北関東ドライブ 伊勢崎編
鉄道旅行に慣れると、なんとなく路線のネットワークが頭に入り、地理感覚が身に付いたように感じる。しかしそれは割と偏った地理感覚だと気づく。例えば伊勢崎は、東京から見るととても遠くにあるように感じるが、地図を見てみると本庄の向かい側にあることが分かる。実際伊勢崎、本庄間はバスも一時間に2,3本出ている。所要時間も35分で、高崎を経由する電車に比べて格段に早い。

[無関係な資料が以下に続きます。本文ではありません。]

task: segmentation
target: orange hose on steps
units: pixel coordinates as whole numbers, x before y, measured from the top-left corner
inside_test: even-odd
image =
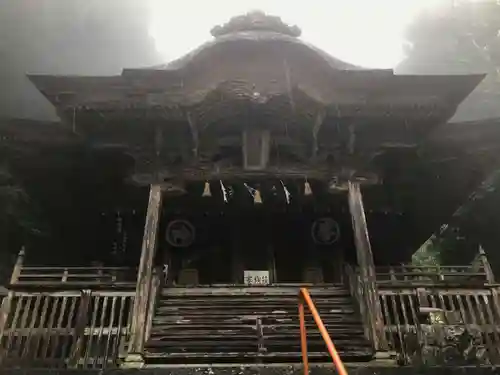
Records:
[[[302,362],[304,364],[304,375],[309,375],[309,359],[307,356],[307,330],[305,323],[304,303],[309,308],[309,311],[311,312],[311,315],[313,316],[314,321],[318,326],[319,332],[321,333],[321,337],[323,337],[323,340],[325,341],[328,353],[330,353],[330,356],[332,357],[337,372],[339,373],[339,375],[347,375],[344,363],[340,359],[337,349],[335,348],[335,345],[333,344],[333,341],[330,338],[330,335],[328,334],[328,331],[326,330],[325,325],[321,320],[321,317],[319,316],[318,310],[316,309],[316,306],[314,305],[314,302],[311,299],[309,291],[306,288],[300,288],[299,291],[300,343],[302,347]]]

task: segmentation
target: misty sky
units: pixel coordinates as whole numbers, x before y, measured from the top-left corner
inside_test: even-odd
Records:
[[[298,25],[337,58],[391,68],[419,12],[453,1],[467,0],[0,0],[0,117],[57,119],[26,72],[111,75],[161,64],[255,9]]]
[[[392,68],[402,60],[404,32],[425,10],[451,0],[150,0],[150,34],[166,59],[210,38],[230,17],[259,9],[302,29],[302,38],[350,63]],[[196,9],[196,11],[194,11]]]

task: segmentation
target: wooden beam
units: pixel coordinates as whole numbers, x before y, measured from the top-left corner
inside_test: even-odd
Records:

車は伊勢崎にあるバナナ屋に向かっていた。果物屋では無くバナナ屋である。
バナナ専門店の梅田バナナ商店は、創業から50年近く経つ。ここでは青いバナナをフィリピンなどから輸入し、倉庫で熟成させて販売している。店先に立つ恭子さんは、佐賀県唐津の出身で、色々とご縁があって伊勢崎に嫁いできたという。でも故郷には特別な思いがあるようで、店の中にも唐津のお祭り「くんち」のポスターが貼ってある。
「ほら、食べてみなさい」
「ありがとうございます。いただきます。」
ん、これは美味しい。なんというか。後味が吟醸酒のような、とてもフルーティーな感じ。ちょっとスーパーに売っているようなバナナとは違う。
その美味しさの秘密は、このバナナの蔵にある。実は床の木の蓋を開けると、深さ3mの地下室になっている。この地下室に青いバナナを置き、エチレンガスを充満させて熟れさせるという。
「昔はこの地下室にもぐって、上からくるバナナを置いたり、熟成が終わったバナナを上に出したりしてたのよ」
恭子さんはバナナを乗せるリフトに自ら乗り、バナナより先に地下室に入って、熟成に励んでいたという。
故郷の話、バナナの話、気が付くと1時間以上も話し込んでいた。話しているときにもお客さんは絶えずやってくる。美味しいバナナは地元にもファンが多いようである。
「名前を教えて。今日の出会いを大事にしたい」そう言われて、僕は紙に名前を控えていった。
「また来ます」
店先で見送る恭子さんを後にし、僕は桐生へと向かった。